As Andrea Calderon, Kellogg’s associate director of admissions, stated, Rebecca is a “true natural leader to her peers,” and “this seminar will benefit women at Kellogg for years to come.” Initially a five-week seminar series for business school students, the WLS will expand to a partnership with Northwestern’s Pritzker School of Law.
Ready, set, launch
Rebecca received her MBA in June, but her focus on women and business is not ebbing. She founded a start-up company last year, Pak’d, based in Chicago. Pak’d prepares and delivers fresh and healthy school lunches for children as well as adults. Fully operational since November 2015 in the North Shore community of Chicago, Pak’d is set to expand to other parts of the city.
Rebecca sees the launch of Pak’d as a continuation of her commitment to helping women and working parents. Attending business school full-time while starting a business was no simple task, but Rebecca gives credit to Kellogg and the Zell Fellows program for their mentorship and support.
“My partners and I started out preparing food and making the deliveries ourselves and, while it was not easy, I would not have done it differently,” she said.

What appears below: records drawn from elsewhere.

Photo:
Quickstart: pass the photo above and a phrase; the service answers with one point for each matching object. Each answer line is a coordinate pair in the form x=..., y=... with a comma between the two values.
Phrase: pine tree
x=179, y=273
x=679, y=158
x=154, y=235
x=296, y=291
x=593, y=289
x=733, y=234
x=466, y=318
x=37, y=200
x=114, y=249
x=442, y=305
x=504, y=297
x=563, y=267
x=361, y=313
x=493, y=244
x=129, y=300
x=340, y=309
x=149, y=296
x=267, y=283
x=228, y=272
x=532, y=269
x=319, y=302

Pak’d received additional support during the summer as a participant in the highly selective Techstars accelerator program in Chicago.

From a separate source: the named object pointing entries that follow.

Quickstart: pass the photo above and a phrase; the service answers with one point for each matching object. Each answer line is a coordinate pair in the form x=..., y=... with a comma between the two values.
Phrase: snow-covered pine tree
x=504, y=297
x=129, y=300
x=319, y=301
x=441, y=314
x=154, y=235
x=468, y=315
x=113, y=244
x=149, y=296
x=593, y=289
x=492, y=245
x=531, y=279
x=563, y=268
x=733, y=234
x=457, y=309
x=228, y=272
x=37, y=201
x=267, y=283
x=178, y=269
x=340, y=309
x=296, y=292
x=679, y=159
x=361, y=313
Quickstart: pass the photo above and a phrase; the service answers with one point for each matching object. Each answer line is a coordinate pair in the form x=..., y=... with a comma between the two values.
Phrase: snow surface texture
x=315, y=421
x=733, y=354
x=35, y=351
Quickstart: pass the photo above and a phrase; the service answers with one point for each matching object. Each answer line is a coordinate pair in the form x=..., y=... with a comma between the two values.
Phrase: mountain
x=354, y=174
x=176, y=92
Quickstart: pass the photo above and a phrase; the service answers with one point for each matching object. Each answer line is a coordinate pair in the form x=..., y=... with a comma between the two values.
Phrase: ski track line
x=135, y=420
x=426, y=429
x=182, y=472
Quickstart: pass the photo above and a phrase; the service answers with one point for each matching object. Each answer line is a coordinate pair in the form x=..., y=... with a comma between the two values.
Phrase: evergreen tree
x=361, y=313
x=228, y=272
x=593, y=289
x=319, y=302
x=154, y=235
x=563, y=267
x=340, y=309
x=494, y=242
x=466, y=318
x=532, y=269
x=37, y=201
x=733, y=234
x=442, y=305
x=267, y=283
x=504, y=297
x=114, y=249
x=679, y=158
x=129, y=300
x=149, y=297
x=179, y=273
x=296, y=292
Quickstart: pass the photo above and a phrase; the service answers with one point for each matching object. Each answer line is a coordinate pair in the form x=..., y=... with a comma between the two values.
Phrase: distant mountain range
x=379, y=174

Despite her success, Rebecca is candid about the challenges of being a woman in business. Raising money is often a hurdle for women-owned businesses. According to a report from the National Women’s Business Council, women start companies with 50 percent less capital than male counterparts so Rebecca is understandably proud that she and her partners have raised $750,000 in investment seed money for Pak’d.
Another challenge is finding the time to nurture relationships and prioritize long “to do” lists – essential for sharpening leadership skills. Rebecca has found that “building the right team and taking time to foster strong relationships are important because they ultimately help you get the work done.”

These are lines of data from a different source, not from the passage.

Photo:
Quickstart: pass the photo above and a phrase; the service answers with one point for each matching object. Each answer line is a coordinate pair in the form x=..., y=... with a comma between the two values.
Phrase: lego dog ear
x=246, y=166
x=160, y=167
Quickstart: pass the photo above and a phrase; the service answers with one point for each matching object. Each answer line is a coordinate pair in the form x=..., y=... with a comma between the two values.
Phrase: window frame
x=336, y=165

The value of Forté programs
Rebecca’s involvement with Forté has provided her with tools and support to face these challenges and succeed in business school and beyond. A Forté Fellow, Rebecca attended her first Forté MBA Conference in 2014. Afterwards, she helped build a strong community of Forté Fellows at Kellogg, holding monthly meetings that offered learning and networking events.
Additionally, Rebecca worked with Arrion Rathsack, Associate Director of School Relations at Forté, to launch the first Women’s MBA Coalition Summit held in Chicago in 2016. The Summit gathered members of the WBA from top MBA schools to facilitate knowledge-sharing and leadership training. “Forte’s programming – like the MBA Summit – is valuable in connecting groups from different universities that are tackling similar challenges,” Rebecca said, and the Summit offered a collective way to address them.
Looking ahead, Rebecca hopes to see Pak’d become a national household brand. She also wants to mentor and invest in other entrepreneurs. According to Rebecca, “what I have done and what I am doing now are stepping stones” to whatever the future holds. Spoken like a true Edie Hunt Award winner.